Have you spent some time on Twitter lately? So strange that politics is the main topic in so many tweets these days... Can we do something about it? YES!
I follow 124 tweeps at the time of this writing. You can see a list of them here. 200 of the most recent tweets for each account have been collected using the Twitter API. Here is what each row of our dataset contains:
Only the text will be useful for us here. Feel free to use the other fields as well!
Make sure you have installed and loaded the following libraries:
In [4]:
library(tm)
library(dplyr)
library(RColorBrewer)
library(wordcloud)
library(ggplot2)
library(SnowballC)
library(topicmodels)
library(LDAvis)
Let's setup R and make our results reproducible.
In [5]:
seed <- 42
set.seed(seed)
theme_set(theme_minimal())
options(warn=-1)
In [6]:
df <- read.csv("data/tweets.csv", header = T, stringsAsFactors = F)

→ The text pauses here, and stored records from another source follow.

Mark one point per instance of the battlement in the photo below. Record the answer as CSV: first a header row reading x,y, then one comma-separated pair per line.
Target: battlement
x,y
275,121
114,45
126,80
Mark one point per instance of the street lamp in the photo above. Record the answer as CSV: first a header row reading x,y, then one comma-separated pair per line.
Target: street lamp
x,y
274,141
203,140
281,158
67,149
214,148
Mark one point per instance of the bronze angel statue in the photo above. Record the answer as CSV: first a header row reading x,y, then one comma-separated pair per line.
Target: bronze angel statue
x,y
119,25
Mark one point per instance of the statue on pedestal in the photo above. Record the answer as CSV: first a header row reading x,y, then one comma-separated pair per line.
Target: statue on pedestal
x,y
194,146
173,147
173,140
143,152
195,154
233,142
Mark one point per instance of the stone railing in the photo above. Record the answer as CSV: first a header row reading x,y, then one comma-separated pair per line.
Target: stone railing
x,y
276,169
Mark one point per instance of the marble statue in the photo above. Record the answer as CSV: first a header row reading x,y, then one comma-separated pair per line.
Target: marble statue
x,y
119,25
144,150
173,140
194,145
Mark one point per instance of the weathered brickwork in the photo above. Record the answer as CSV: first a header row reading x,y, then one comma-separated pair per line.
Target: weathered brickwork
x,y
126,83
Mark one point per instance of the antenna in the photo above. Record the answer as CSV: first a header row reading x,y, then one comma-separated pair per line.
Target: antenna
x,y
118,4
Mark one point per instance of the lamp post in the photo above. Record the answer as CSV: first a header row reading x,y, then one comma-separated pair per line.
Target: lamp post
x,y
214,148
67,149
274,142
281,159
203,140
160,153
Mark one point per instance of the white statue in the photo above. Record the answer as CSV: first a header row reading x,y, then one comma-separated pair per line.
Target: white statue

Since our dataset is pretty well sorted (by username) we would love to randomize it a bit and tell R that created_at
is an actual date field:
In [7]:
df <- df[sample(nrow(df)),]
rownames(df) <- 1:nrow(df)
In [8]:
df$created_at <- as.Date(df$created_at)
In [9]:
dim(df)
In [10]:
tweets <- iconv(df$text, to = "ASCII", sub = " ")
train_tweets <- tweets[1:(nrow(df) - 10)]
test_tweets <- tweets[(nrow(df) - 9):nrow(df)]
In [11]:
create_corpus <- function(data) {
data <- tolower(data)
data <- gsub("rt", " ", data) # Remove retweets
data <- gsub("@\\w+", " ", data) # Remove usernames
data <- gsub("http.+ |http.+$", " ", data) # Remove links
data <- gsub("[[:punct:]]", " ", data) # Remove punctuation
data <- gsub("[ |\t]{2,}", " ", data) # Remove tabs
data <- gsub("amp", " ", data) # Remove "&"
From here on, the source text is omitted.